One of the areas where there is still a lack of guidance is pure equity holding companies and what they would need to do to satisfy the test. The ESR talks about a reduced test which includes statutory filing requirements as well as adequate employees and premises for managing investments. If a company has only one or two investments for long-term investment purposes (i.e.,not for the purpose of buying and selling investments) one may conclude that there is no need to have adequate employees, but does that mean that some of the decisions to divest or acquire would still have to be made in the UAE through a board of directors meeting? It would be helpful to understand exactly what would need to be performed in such cases.

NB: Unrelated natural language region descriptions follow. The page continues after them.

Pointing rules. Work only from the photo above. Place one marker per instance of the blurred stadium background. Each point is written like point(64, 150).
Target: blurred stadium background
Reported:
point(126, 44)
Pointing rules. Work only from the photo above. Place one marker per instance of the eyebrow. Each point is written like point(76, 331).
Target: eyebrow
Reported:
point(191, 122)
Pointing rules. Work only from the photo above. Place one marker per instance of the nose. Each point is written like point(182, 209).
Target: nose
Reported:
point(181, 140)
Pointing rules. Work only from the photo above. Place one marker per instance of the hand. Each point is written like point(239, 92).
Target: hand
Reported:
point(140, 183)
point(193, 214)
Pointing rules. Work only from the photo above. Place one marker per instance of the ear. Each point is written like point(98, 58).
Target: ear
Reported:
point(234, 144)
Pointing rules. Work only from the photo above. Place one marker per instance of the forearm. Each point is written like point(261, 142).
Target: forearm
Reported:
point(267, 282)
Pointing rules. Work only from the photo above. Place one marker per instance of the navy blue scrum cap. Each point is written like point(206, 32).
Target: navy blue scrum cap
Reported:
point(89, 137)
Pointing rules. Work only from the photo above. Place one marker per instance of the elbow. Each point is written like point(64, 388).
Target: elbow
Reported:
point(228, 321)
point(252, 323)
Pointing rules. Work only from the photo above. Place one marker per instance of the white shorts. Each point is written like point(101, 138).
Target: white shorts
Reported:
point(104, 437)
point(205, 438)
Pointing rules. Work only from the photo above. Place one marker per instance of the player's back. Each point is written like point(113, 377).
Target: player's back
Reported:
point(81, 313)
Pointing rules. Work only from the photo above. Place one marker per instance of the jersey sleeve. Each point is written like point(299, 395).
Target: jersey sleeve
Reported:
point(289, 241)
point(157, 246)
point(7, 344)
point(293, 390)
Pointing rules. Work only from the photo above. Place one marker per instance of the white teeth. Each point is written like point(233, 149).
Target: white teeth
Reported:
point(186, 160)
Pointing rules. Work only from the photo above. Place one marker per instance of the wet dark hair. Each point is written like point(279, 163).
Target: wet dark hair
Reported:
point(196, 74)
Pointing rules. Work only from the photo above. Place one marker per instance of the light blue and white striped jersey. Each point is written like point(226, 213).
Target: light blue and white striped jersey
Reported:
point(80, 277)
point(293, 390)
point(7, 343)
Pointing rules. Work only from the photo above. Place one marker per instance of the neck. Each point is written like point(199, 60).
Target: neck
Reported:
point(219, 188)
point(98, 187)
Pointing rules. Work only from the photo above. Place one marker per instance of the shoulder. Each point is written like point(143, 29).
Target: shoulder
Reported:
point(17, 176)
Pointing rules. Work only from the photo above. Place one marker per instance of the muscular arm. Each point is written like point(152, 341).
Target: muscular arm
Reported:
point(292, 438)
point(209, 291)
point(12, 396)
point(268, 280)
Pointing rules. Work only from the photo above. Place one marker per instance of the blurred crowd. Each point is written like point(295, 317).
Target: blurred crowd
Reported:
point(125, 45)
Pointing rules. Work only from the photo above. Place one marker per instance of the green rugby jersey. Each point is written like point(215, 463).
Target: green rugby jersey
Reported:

Enforcement of the law and issuance of penalties – outlook
With the conclusion of the first ES compliance season, the UAE has begun enforcing ES penalties to Licensees who did not submit their ES notification, or ES report where they were required to. Based on the law, the Federal Tax Authority ('FTA') is in charge of assessing whether Licensees met the applicable ES Tests, imposing administrative penalties, hearing and deciding on appeals. The regulatory authorities (e.g.,free zone authorities) have a supporting role in assessing whether the notifications/reports were completed and collecting additional information where required.
We are already seeing the regulatory authorities requesting additional for information post-submission of the ES reports. However, we are seeing different approaches taken by different regulatory authorities; some requests are (unhelpfully) quite vague, while some are requesting for very specific additional documents/information (e.g., information on how certain information ties back to the financial statements, copies of outsourcing contracts etc.). Furthermore, certain communications from the authorities show technical glitches in the system (e.g., issuance of penalty for late submission where the ES report was in fact submitted on time).
Licensees who receive a penalty have the right to appeal if:
(i) they did not commit the violation attributed to it;
(ii) the administrative penalty imposed is not proportionate to the violation; or
(iii) the penalty exceeds the limit imposed under the law.
However, no resolution has been issued yet to set out the procedures for the appeal. In the absence of specific formal requirements, we recommend to abide by general principals including setting out the facts, technical analysis and putting forward a clear request.
We have supported clients in submitting appeals and have seen that the authorities are have been responding to appeals on a timely basis.
Based on the response it is clear that the FTA/regulatory authorities are thoroughly reviewing the ES reports. Authorities are putting in place teams and resourcing that will focus on the enforcement of these rules. Licensees are advised to properly assess their RA position and take appropriate actions. Also, given the increased penalty exposure in case of consecutive non-compliance, Licensee should investigate the basis of a penalty and consider an appeal. Such an appeal can also be an opportunity to engage with the authority and seek clarification on a specific area/fact pattern.